5. Polícias e Forças
As polícias civil e militar e as Forças Armadas chegam ao ápice do prestígio institucional. Os quadros policiais elegeram uma grande bancada, se compararmos os resultados de outubro com os pleitos anteriores. E os militares chegam ao poder por meio do voto. Nome do votado: o general Hamilton Mourão, vice-presidente da República. Sob a teia do voto, começam a descortinar o véu do prestígio e do poder e a esmaecer a imagem sombria da ditadura. Os militares, até por isso mesmo, já aceitam entrar na modelagem da reforma da Previdência. Não querem mais exclusividade.
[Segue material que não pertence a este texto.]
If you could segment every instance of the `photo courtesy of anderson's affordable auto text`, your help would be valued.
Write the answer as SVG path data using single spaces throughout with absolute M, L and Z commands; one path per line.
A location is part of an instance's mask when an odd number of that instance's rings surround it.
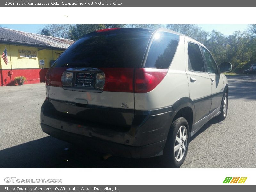
M 0 191 L 254 184 L 256 24 L 202 24 L 206 10 L 163 2 L 0 8 Z M 191 18 L 176 21 L 181 8 Z

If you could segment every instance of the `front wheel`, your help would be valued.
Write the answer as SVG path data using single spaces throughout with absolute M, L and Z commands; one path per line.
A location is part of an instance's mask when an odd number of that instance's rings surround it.
M 219 116 L 219 118 L 220 120 L 223 121 L 226 118 L 227 112 L 228 95 L 227 93 L 225 93 L 220 108 L 220 114 Z
M 189 143 L 190 132 L 183 117 L 174 121 L 171 126 L 163 158 L 168 167 L 180 167 L 186 158 Z

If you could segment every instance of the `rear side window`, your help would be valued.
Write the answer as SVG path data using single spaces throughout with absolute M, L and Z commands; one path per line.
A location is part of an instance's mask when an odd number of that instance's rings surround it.
M 167 32 L 157 32 L 153 38 L 145 67 L 169 68 L 177 49 L 179 35 Z
M 188 44 L 188 69 L 195 71 L 205 72 L 204 60 L 199 46 L 194 43 Z
M 201 47 L 202 48 L 203 52 L 204 55 L 206 60 L 206 63 L 207 65 L 207 68 L 208 69 L 208 72 L 209 73 L 217 73 L 217 68 L 216 67 L 216 63 L 213 58 L 211 55 L 210 53 L 205 48 Z
M 54 66 L 141 67 L 153 31 L 121 28 L 88 34 L 71 45 Z

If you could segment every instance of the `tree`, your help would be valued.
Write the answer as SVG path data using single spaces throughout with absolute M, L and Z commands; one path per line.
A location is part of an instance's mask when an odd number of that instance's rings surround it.
M 127 25 L 127 27 L 133 28 L 157 29 L 164 27 L 164 25 L 162 24 L 129 24 Z
M 70 38 L 71 29 L 74 25 L 67 24 L 52 24 L 46 25 L 41 29 L 40 34 L 50 35 L 57 37 L 68 39 Z
M 70 38 L 75 41 L 87 33 L 105 28 L 106 26 L 104 24 L 77 24 L 71 29 Z
M 45 28 L 44 28 L 41 29 L 41 32 L 38 34 L 47 35 L 47 36 L 52 36 L 50 33 L 49 30 Z
M 194 24 L 167 24 L 168 29 L 180 33 L 204 44 L 207 40 L 209 33 Z
M 217 64 L 226 60 L 228 45 L 227 38 L 223 33 L 213 30 L 204 44 L 211 52 Z
M 122 28 L 125 27 L 125 24 L 104 24 L 106 28 L 108 29 L 111 28 Z

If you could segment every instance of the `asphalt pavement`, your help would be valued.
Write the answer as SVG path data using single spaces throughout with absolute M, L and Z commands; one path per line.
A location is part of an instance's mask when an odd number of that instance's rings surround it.
M 256 75 L 228 76 L 227 116 L 213 119 L 191 140 L 183 168 L 256 168 Z M 86 150 L 44 133 L 40 108 L 45 84 L 0 87 L 0 168 L 159 168 Z

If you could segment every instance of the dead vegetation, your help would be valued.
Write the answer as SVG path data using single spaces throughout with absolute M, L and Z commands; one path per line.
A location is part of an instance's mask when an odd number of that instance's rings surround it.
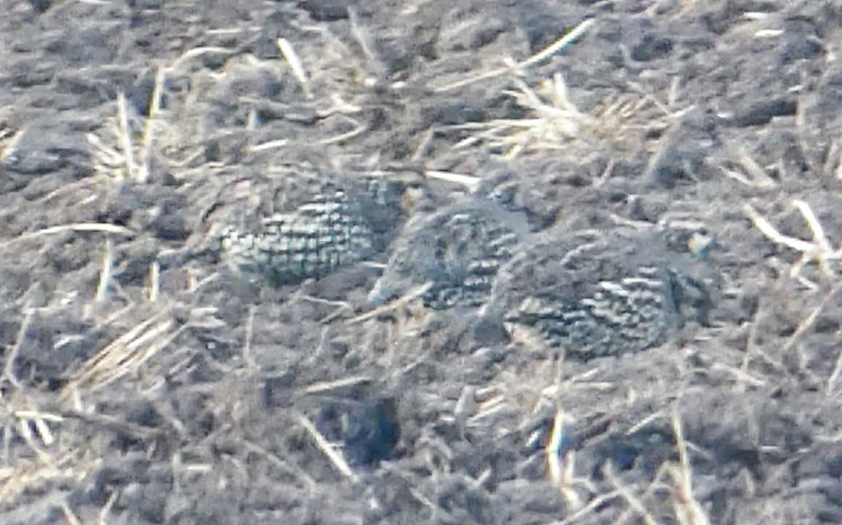
M 650 8 L 654 8 L 654 6 Z M 285 37 L 277 38 L 274 43 L 281 57 L 278 60 L 261 60 L 253 55 L 239 54 L 235 49 L 197 47 L 184 52 L 168 65 L 157 65 L 148 114 L 138 114 L 121 93 L 114 102 L 113 115 L 99 130 L 88 135 L 93 160 L 93 176 L 99 179 L 98 182 L 104 182 L 104 187 L 108 187 L 128 182 L 157 183 L 161 174 L 168 172 L 187 187 L 196 188 L 214 177 L 221 176 L 221 172 L 237 166 L 237 162 L 264 159 L 271 164 L 284 158 L 286 154 L 296 156 L 296 148 L 302 143 L 315 145 L 317 149 L 323 150 L 337 145 L 344 146 L 353 144 L 355 140 L 365 139 L 370 131 L 365 108 L 365 104 L 369 103 L 367 97 L 370 89 L 376 86 L 386 86 L 386 89 L 392 93 L 409 92 L 404 91 L 407 88 L 404 82 L 386 77 L 382 61 L 374 50 L 372 35 L 363 22 L 352 13 L 349 24 L 352 41 L 342 40 L 324 24 L 313 24 L 304 29 L 304 33 L 312 39 L 311 42 L 303 39 L 294 42 Z M 428 130 L 424 137 L 418 138 L 418 159 L 424 157 L 429 142 L 440 139 L 442 132 L 445 131 L 462 134 L 462 140 L 448 146 L 452 152 L 466 156 L 476 156 L 481 151 L 495 151 L 509 159 L 562 153 L 576 157 L 594 150 L 607 151 L 617 160 L 641 151 L 647 151 L 650 156 L 658 155 L 660 148 L 664 147 L 662 138 L 681 116 L 692 109 L 691 106 L 682 106 L 679 102 L 680 87 L 677 82 L 670 84 L 663 100 L 648 93 L 644 87 L 629 83 L 627 92 L 617 93 L 589 111 L 581 110 L 574 103 L 575 93 L 569 93 L 561 73 L 554 72 L 549 78 L 536 84 L 531 82 L 536 77 L 538 66 L 554 54 L 568 46 L 588 45 L 589 32 L 595 24 L 598 22 L 594 19 L 586 19 L 542 51 L 520 61 L 508 59 L 499 67 L 470 72 L 456 82 L 432 82 L 430 88 L 434 93 L 458 93 L 461 89 L 475 83 L 505 78 L 508 87 L 502 94 L 514 101 L 527 117 L 437 126 Z M 211 72 L 199 65 L 200 59 L 205 55 L 231 56 L 231 59 L 226 61 L 225 67 Z M 541 72 L 543 71 L 541 70 Z M 293 103 L 284 108 L 269 107 L 265 100 L 249 93 L 232 98 L 235 106 L 233 113 L 237 115 L 234 121 L 226 122 L 227 125 L 220 128 L 211 125 L 213 119 L 205 114 L 212 106 L 210 102 L 215 98 L 227 96 L 226 88 L 239 82 L 248 82 L 261 75 L 289 88 Z M 164 103 L 168 84 L 183 77 L 189 79 L 190 89 L 186 93 L 180 93 L 183 98 L 171 93 L 170 99 Z M 290 82 L 294 83 L 294 88 L 289 88 L 286 82 Z M 271 111 L 290 114 L 289 119 L 295 125 L 291 127 L 299 130 L 298 135 L 286 135 L 281 132 L 287 128 L 263 134 L 259 129 L 262 124 L 260 114 Z M 305 122 L 307 126 L 297 125 L 296 120 Z M 301 127 L 306 127 L 306 130 L 301 131 Z M 19 131 L 0 128 L 0 160 L 13 154 L 18 136 Z M 243 139 L 243 136 L 246 138 Z M 218 157 L 208 156 L 207 146 L 210 143 L 221 144 Z M 360 161 L 360 156 L 357 155 L 353 158 Z M 377 156 L 362 158 L 360 162 L 374 169 L 389 168 Z M 739 171 L 727 172 L 732 179 L 755 188 L 774 185 L 765 170 L 751 161 L 748 153 L 742 151 L 738 163 L 741 167 Z M 432 168 L 424 171 L 431 179 L 445 179 L 466 186 L 475 184 L 482 177 L 481 173 L 461 174 Z M 610 167 L 604 178 L 609 178 L 610 171 Z M 65 188 L 66 191 L 69 189 Z M 96 191 L 93 190 L 93 193 Z M 812 234 L 811 238 L 802 239 L 782 232 L 768 215 L 751 204 L 744 204 L 743 211 L 759 234 L 797 254 L 799 258 L 791 268 L 792 278 L 807 288 L 817 289 L 818 284 L 802 275 L 805 267 L 815 263 L 826 278 L 835 283 L 838 274 L 836 262 L 842 253 L 842 247 L 835 247 L 829 239 L 816 214 L 805 201 L 793 200 L 792 208 L 803 218 Z M 253 348 L 252 337 L 255 330 L 265 331 L 266 328 L 255 329 L 253 326 L 253 310 L 248 316 L 240 312 L 242 315 L 238 319 L 245 327 L 237 328 L 242 328 L 246 335 L 241 342 L 240 352 L 235 353 L 236 357 L 226 363 L 221 363 L 209 357 L 210 353 L 207 347 L 180 343 L 179 338 L 192 331 L 213 332 L 217 329 L 230 328 L 226 321 L 220 320 L 223 305 L 203 302 L 208 297 L 203 294 L 204 287 L 218 278 L 217 276 L 211 275 L 199 282 L 191 281 L 179 293 L 173 293 L 171 289 L 162 288 L 162 269 L 157 262 L 153 262 L 148 266 L 147 277 L 141 290 L 142 302 L 109 311 L 111 305 L 116 304 L 116 301 L 112 302 L 113 298 L 122 295 L 122 284 L 112 274 L 115 245 L 119 246 L 124 240 L 139 232 L 117 225 L 80 221 L 56 225 L 28 231 L 15 238 L 0 240 L 0 247 L 12 249 L 28 246 L 55 234 L 67 232 L 103 234 L 102 252 L 92 256 L 98 259 L 100 268 L 98 285 L 95 289 L 79 289 L 77 292 L 80 297 L 88 298 L 89 304 L 86 305 L 86 310 L 98 325 L 110 326 L 119 335 L 101 347 L 90 349 L 89 357 L 67 371 L 66 380 L 60 389 L 45 394 L 29 384 L 27 378 L 17 377 L 14 373 L 20 346 L 23 340 L 29 337 L 27 322 L 30 316 L 29 311 L 19 313 L 20 331 L 16 344 L 4 352 L 5 362 L 0 384 L 3 386 L 0 408 L 3 412 L 5 427 L 3 464 L 0 467 L 0 503 L 7 507 L 24 501 L 28 495 L 39 493 L 51 484 L 67 480 L 81 483 L 86 477 L 94 475 L 109 460 L 102 455 L 99 440 L 107 441 L 104 437 L 112 432 L 133 436 L 144 443 L 151 456 L 154 455 L 156 448 L 160 444 L 157 440 L 165 431 L 132 422 L 120 413 L 102 411 L 111 398 L 115 403 L 125 396 L 157 399 L 156 396 L 161 392 L 172 388 L 173 379 L 177 384 L 183 379 L 184 383 L 179 384 L 188 384 L 189 381 L 185 378 L 204 366 L 216 366 L 217 372 L 242 378 L 243 383 L 259 383 L 265 379 L 256 371 L 258 365 L 253 353 L 258 351 Z M 206 268 L 202 269 L 207 272 Z M 785 349 L 795 346 L 802 336 L 810 331 L 823 307 L 836 299 L 838 289 L 839 285 L 834 284 L 831 292 L 815 310 L 803 317 L 797 330 L 791 334 L 791 338 L 784 342 Z M 337 320 L 344 322 L 340 323 L 341 327 L 335 329 L 336 333 L 330 332 L 325 336 L 330 340 L 325 342 L 324 347 L 313 352 L 328 354 L 332 343 L 338 341 L 347 343 L 349 340 L 353 349 L 348 353 L 354 358 L 349 357 L 347 361 L 343 361 L 342 358 L 338 358 L 339 364 L 368 360 L 372 370 L 383 374 L 384 377 L 378 378 L 379 380 L 392 387 L 408 380 L 408 377 L 420 374 L 428 368 L 433 371 L 425 374 L 440 379 L 440 370 L 437 370 L 436 367 L 458 369 L 468 366 L 466 363 L 470 362 L 466 358 L 446 363 L 434 362 L 440 357 L 436 353 L 442 352 L 436 345 L 447 346 L 450 341 L 444 343 L 436 342 L 425 332 L 424 321 L 428 320 L 424 316 L 429 313 L 418 311 L 418 305 L 413 302 L 424 291 L 424 288 L 413 290 L 387 306 L 361 314 L 354 312 L 353 307 L 347 304 L 329 305 L 332 307 L 330 313 L 320 317 L 321 322 L 312 326 L 321 328 L 326 325 L 333 326 Z M 302 299 L 299 295 L 296 300 L 306 302 L 306 298 Z M 319 300 L 318 298 L 312 298 L 312 302 Z M 322 303 L 322 305 L 328 305 Z M 382 321 L 383 318 L 390 316 L 391 322 Z M 262 336 L 266 337 L 266 334 Z M 421 436 L 427 442 L 419 439 L 418 443 L 405 444 L 408 448 L 405 452 L 409 455 L 416 452 L 413 450 L 416 445 L 419 450 L 424 451 L 424 453 L 418 453 L 419 456 L 424 457 L 418 461 L 429 464 L 424 464 L 424 468 L 432 472 L 430 476 L 445 479 L 460 469 L 455 464 L 456 460 L 437 463 L 438 460 L 434 458 L 438 453 L 452 459 L 461 453 L 455 452 L 450 443 L 434 436 L 435 432 L 431 429 L 442 422 L 453 423 L 463 432 L 474 432 L 493 436 L 489 438 L 492 442 L 496 438 L 503 443 L 507 438 L 516 441 L 514 437 L 520 439 L 526 434 L 528 438 L 543 443 L 540 459 L 543 464 L 545 480 L 541 482 L 549 483 L 557 488 L 566 505 L 565 515 L 554 517 L 555 521 L 548 522 L 593 522 L 593 520 L 599 519 L 599 512 L 606 505 L 616 506 L 620 509 L 616 522 L 620 523 L 706 525 L 711 522 L 705 504 L 696 496 L 690 453 L 693 445 L 685 438 L 681 416 L 677 412 L 670 413 L 669 419 L 678 459 L 664 463 L 654 478 L 647 481 L 647 485 L 630 483 L 612 471 L 610 464 L 603 472 L 607 484 L 592 480 L 591 473 L 577 470 L 578 453 L 571 449 L 567 442 L 568 432 L 574 432 L 577 422 L 570 414 L 578 407 L 568 406 L 569 403 L 564 400 L 571 393 L 578 394 L 576 399 L 587 399 L 591 395 L 615 392 L 616 384 L 594 379 L 595 373 L 592 370 L 568 373 L 563 367 L 563 360 L 557 359 L 557 356 L 549 353 L 546 348 L 528 341 L 528 335 L 514 334 L 514 344 L 524 354 L 531 354 L 529 366 L 514 368 L 485 384 L 461 389 L 455 402 L 442 401 L 442 406 L 435 406 L 441 409 L 441 413 L 436 415 L 438 419 L 419 423 L 424 427 L 418 430 L 413 437 Z M 442 337 L 443 341 L 445 339 Z M 195 345 L 195 341 L 191 341 L 190 344 Z M 311 349 L 305 349 L 308 350 Z M 722 366 L 729 367 L 730 364 L 726 363 Z M 738 370 L 736 368 L 732 369 Z M 273 370 L 273 373 L 277 372 Z M 460 372 L 466 374 L 465 370 Z M 746 369 L 740 372 L 746 377 L 749 375 Z M 842 357 L 839 357 L 834 374 L 828 379 L 829 395 L 833 393 L 840 374 Z M 369 378 L 364 379 L 370 380 Z M 358 375 L 322 379 L 306 384 L 298 382 L 295 383 L 294 395 L 302 397 L 323 395 L 361 382 L 363 379 Z M 253 390 L 255 385 L 252 383 L 241 386 Z M 762 380 L 749 382 L 752 387 L 762 383 Z M 629 401 L 627 405 L 618 403 L 614 408 L 621 411 L 623 406 L 633 405 L 633 400 L 626 400 Z M 226 403 L 233 405 L 238 400 L 215 399 L 214 402 L 218 405 L 211 409 L 218 414 L 230 415 L 229 412 L 235 409 Z M 117 405 L 120 406 L 119 403 Z M 245 411 L 250 406 L 244 406 L 246 408 L 238 406 L 237 410 L 242 408 Z M 537 434 L 525 432 L 525 428 L 535 423 L 541 410 L 547 406 L 553 410 L 549 427 Z M 226 411 L 228 408 L 231 410 Z M 111 410 L 113 406 L 108 409 Z M 265 409 L 252 407 L 248 410 L 257 411 Z M 343 457 L 341 447 L 330 443 L 311 419 L 312 414 L 305 412 L 296 411 L 294 417 L 285 420 L 294 422 L 290 423 L 291 428 L 278 431 L 282 439 L 273 441 L 267 438 L 267 443 L 258 443 L 254 438 L 260 436 L 251 435 L 235 444 L 236 450 L 226 456 L 234 464 L 233 470 L 246 472 L 248 468 L 244 466 L 248 464 L 246 459 L 254 453 L 295 479 L 299 486 L 309 487 L 311 491 L 315 491 L 315 487 L 319 485 L 322 490 L 329 491 L 337 483 L 336 478 L 324 475 L 321 469 L 322 464 L 329 465 L 333 475 L 342 482 L 361 482 L 358 473 Z M 663 414 L 648 416 L 657 418 L 663 417 Z M 268 418 L 269 414 L 255 413 L 248 417 Z M 243 419 L 248 420 L 248 417 L 243 416 Z M 168 423 L 162 427 L 168 425 L 167 432 L 174 428 L 179 438 L 190 439 L 196 434 L 187 430 L 189 423 L 170 414 Z M 226 435 L 226 432 L 234 432 L 228 435 L 235 438 L 242 438 L 236 434 L 236 425 L 232 422 L 222 422 L 219 425 L 225 429 L 217 429 L 213 438 L 207 438 L 207 441 L 201 443 L 179 444 L 181 448 L 169 451 L 171 457 L 168 460 L 173 463 L 184 461 L 174 467 L 179 469 L 181 473 L 200 473 L 201 475 L 210 472 L 225 478 L 226 482 L 234 479 L 234 476 L 226 478 L 227 475 L 221 473 L 220 464 L 212 460 L 190 463 L 189 459 L 184 459 L 193 454 L 201 456 L 206 453 L 210 456 L 209 451 L 218 444 L 214 439 Z M 284 450 L 282 447 L 290 443 L 298 443 L 295 440 L 301 437 L 319 452 L 317 459 L 298 462 L 296 459 L 285 456 L 286 453 L 291 454 L 292 452 Z M 13 443 L 19 440 L 23 445 Z M 198 449 L 201 449 L 201 453 L 195 452 Z M 524 464 L 520 466 L 526 468 Z M 466 484 L 477 490 L 485 487 L 491 477 L 488 470 L 491 468 L 488 466 L 475 477 L 465 474 L 468 478 Z M 403 480 L 409 480 L 409 492 L 425 512 L 430 516 L 455 519 L 456 514 L 445 508 L 437 498 L 439 495 L 419 480 L 421 475 L 418 472 L 425 472 L 423 469 L 415 464 L 403 467 L 399 462 L 389 465 L 388 469 L 397 472 Z M 248 477 L 247 472 L 243 478 Z M 413 485 L 413 482 L 416 485 Z M 101 509 L 101 522 L 107 522 L 105 517 L 117 497 L 115 492 L 107 498 Z M 373 501 L 372 506 L 387 504 L 385 500 L 376 501 L 373 496 L 370 501 Z M 669 501 L 671 506 L 670 522 L 664 521 L 653 510 L 663 501 Z M 66 499 L 62 498 L 58 504 L 64 509 L 68 522 L 83 522 L 74 515 Z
Exercerão suas tarefas no ciclo que se abre sob um horizonte de otimismo. Serão os novos participantes de um país que redefine rumos. Uma frente de muito apoio ao governo. E até começam a vestir a roupagem de poder moderador.
6. Estudantes
O meio estudantil começa a se inserir na esfera da política. A massa que ainda atende aos apelos da UNE funciona como extensão dos braços das esquerdas, sob a égide de três partidos que exercem influência no meio estudantil: PC do B, PSOL e PT, embora este veja esmorecida sua força junto aos estudantes. No contraponto, a massa estudantil da área privada abre os olhos e começa a demonstrar interesse pela representação política. Alguns perfis, a partir de São Paulo, foram bem votados por esse segmento. Em suma, o bloco mais ativista é de esquerda; já a massa menos participativa identifica-se com o discurso da direita. A questão é: essa massa acorrerá aos apelos de movimentos de centro ou centro-direita? Ou continuarão amorfos?
7. Mulheres
A organicidade no bloco dos gêneros é intensa. As mulheres, a cada eleição, participam com mais vigor do processo eleitoral. Algumas tiveram votação impressionante, como a deputada estadual Janaina Paschoal, e as Federais Carla Zambelli e Joice Hasselmann, todas do PSL-SP. Ganharam visibilidade e prestígio ao correr da campanha de Bolsonaro. Defendem uma pauta densa na área dos costumes e da renovação política. Prometem revolucionar o Parlamento. Lembremos que as mulheres constituem a maioria do eleitorado brasileiro (52%). Trata-se de um eleitorado ainda muito dividido quanto às preferências ideológicas.
8. As regiões NE, NO e CO
Os habitantes das regiões menos desenvolvidas, que abrigam grandes parcelas sob a sombra do programa Bolsa Família, costumam ser pragmáticos. Defendem aqueles que propiciam melhorias em suas condições de vida. Tendem as ser mais conservadores e fiéis aos seus patrocinadores. Daí o prestígio que Lula ainda mantém no Norte, Nordeste e Centro-Oeste. A continuidade do Bolsa Família e uma rede social mais cheia poderão expandir a força do governismo nessas regiões. No Nordeste, o apelo maior, hoje, é pelas águas transportadas do rio São Francisco. Uma observação: as classes médias com habitat nas médias e grandes cidades são críticas e, no último pleito, se somaram aos eleitores de baixa renda para destronar velhos políticos.